学名:Acer pycnanthum
ハナノキ(花の木)[別名:ハナカエデ] ムクロジ科カエデ属本州の長野・愛知・岐阜県の、山地の川岸など湿った場所に生育する落葉高木。
樹高は大きいものでは25-30m、幹径は1mほどになる。樹皮は灰白色。成木の樹皮は縦に深く裂ける。本年枝は紅色を帯び、無毛。楕円形の皮目が多い。葉は対生。葉身は長さ4-10cm、幅3-6cmの広卵形で、浅く3裂するが、ときに切れ込みの無いものもある。先は鋭く尖り、基部は円形または浅い心形。縁には重鋸歯がある。裏面は粉白色で、基部の葉脈や脈上に少し毛がある。葉柄は長さ1.5-8cm。雌雄別株。春、葉の展開する前に開花する。花は紅色で前年枝の葉腋に4-10個ずつ束生する。雄花の花弁は0-5個、萼片は5個、雄蕊は5-6個、葯は黒紫色。花柄は短い。雌花の花弁は4-5個。花柄は長さ2-3cmで紅色を帯びる。
花期は4月。
果実は翼果。分果は長さ約2.5cm、直角または鋭角に開く。果期は他のカエデより早く、5月中旬~下旬に熟す。

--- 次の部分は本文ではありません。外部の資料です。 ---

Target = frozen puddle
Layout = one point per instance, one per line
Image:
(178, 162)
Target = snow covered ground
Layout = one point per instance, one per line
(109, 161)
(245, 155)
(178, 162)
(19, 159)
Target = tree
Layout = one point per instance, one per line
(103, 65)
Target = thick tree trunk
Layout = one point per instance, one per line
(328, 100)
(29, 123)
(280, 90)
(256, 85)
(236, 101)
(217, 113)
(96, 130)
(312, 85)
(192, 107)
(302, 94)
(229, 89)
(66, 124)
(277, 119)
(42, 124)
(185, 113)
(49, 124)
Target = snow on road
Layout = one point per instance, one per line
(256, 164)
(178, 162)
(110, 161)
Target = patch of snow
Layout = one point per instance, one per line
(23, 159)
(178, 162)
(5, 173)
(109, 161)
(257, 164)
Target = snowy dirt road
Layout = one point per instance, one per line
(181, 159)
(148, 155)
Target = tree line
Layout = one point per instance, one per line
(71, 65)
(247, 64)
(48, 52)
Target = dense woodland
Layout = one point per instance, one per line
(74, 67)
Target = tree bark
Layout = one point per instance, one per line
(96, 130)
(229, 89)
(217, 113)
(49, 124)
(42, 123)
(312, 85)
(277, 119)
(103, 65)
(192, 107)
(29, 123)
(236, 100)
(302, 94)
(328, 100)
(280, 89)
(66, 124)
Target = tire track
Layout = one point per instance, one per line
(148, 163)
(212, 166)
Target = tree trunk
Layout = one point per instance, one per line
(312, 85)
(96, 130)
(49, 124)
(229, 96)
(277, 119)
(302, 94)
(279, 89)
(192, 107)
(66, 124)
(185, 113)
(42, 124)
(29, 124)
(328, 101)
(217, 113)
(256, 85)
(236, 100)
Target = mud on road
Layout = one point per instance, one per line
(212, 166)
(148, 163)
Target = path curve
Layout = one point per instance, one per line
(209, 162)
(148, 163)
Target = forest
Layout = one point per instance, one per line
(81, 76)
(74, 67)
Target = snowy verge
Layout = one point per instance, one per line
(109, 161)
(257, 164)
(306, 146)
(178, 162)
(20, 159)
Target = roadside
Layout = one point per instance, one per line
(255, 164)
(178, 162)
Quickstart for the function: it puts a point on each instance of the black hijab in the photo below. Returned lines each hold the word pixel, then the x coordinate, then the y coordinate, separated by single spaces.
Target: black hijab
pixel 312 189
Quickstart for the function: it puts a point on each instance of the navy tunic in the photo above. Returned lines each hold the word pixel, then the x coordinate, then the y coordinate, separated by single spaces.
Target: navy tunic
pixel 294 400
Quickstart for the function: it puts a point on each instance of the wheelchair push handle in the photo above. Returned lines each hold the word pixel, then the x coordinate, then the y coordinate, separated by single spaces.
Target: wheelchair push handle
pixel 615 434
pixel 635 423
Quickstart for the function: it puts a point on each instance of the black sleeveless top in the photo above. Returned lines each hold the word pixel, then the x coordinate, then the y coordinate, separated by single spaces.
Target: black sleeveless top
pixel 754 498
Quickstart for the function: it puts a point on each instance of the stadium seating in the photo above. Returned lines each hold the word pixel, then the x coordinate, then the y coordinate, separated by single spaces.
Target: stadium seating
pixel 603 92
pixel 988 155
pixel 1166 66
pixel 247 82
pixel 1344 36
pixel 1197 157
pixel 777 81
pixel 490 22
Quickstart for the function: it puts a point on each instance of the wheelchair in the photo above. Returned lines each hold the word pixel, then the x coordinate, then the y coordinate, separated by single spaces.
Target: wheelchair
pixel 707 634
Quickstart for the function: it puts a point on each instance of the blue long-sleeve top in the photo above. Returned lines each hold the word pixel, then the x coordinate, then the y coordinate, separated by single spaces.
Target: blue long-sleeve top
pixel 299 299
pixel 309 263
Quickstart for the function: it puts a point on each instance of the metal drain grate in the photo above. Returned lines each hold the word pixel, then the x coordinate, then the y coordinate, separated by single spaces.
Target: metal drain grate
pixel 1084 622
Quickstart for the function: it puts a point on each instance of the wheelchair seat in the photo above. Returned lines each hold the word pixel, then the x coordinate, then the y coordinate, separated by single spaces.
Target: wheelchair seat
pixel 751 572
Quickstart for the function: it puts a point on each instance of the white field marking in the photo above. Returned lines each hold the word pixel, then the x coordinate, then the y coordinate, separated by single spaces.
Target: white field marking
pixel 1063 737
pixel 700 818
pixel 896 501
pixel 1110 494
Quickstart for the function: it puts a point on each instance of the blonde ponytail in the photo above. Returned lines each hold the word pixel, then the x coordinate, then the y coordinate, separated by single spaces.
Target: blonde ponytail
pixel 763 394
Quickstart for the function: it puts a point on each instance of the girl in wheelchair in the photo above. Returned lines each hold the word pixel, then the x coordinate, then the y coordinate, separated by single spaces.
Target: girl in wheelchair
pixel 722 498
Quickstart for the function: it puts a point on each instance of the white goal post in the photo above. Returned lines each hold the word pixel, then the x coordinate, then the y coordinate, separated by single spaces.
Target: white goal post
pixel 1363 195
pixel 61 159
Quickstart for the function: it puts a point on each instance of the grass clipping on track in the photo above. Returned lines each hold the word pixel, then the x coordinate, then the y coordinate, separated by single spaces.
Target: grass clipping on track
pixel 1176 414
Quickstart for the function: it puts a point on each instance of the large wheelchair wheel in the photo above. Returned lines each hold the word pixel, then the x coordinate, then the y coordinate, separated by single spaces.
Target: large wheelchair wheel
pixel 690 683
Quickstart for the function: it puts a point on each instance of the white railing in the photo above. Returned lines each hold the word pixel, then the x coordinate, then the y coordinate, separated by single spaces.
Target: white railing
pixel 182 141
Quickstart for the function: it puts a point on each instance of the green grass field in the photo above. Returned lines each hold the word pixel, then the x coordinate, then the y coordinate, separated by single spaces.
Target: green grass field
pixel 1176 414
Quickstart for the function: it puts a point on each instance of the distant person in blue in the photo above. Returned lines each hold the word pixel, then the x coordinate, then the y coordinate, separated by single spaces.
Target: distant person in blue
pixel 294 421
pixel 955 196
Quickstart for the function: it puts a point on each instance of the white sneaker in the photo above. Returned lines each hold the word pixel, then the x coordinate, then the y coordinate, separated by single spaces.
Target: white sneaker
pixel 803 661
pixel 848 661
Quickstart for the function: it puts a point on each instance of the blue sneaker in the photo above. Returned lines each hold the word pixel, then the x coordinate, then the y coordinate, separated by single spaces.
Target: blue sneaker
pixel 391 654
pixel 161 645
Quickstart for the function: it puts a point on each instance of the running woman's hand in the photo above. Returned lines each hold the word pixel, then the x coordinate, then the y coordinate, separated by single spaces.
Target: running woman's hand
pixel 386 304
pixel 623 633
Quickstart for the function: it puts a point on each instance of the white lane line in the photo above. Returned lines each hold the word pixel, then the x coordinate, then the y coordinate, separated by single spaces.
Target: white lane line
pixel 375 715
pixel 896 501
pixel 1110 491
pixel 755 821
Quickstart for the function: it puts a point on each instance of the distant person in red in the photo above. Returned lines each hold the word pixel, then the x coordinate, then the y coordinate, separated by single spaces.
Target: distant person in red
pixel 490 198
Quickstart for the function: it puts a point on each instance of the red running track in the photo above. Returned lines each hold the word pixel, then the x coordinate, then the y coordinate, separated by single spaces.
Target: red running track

※ 名は、花が木全体の枝先に多数ついて美しいことから。
秋には鮮やかに葉が紅葉または黄葉する。
庭木・公園樹・街路樹などとして植栽されるが、大気汚染に弱い。
繁殖は実生や接ぎ木。
生育地が少ないため、環境省レッドリスト絶滅危惧II類(VU)指定となっている。
[近縁種]
アメリカハナノキ:Acer rubrum
北アメリカ東部原産。ハナノキによく似る。葉は3-5裂する。花は橙紅色~濃紅色。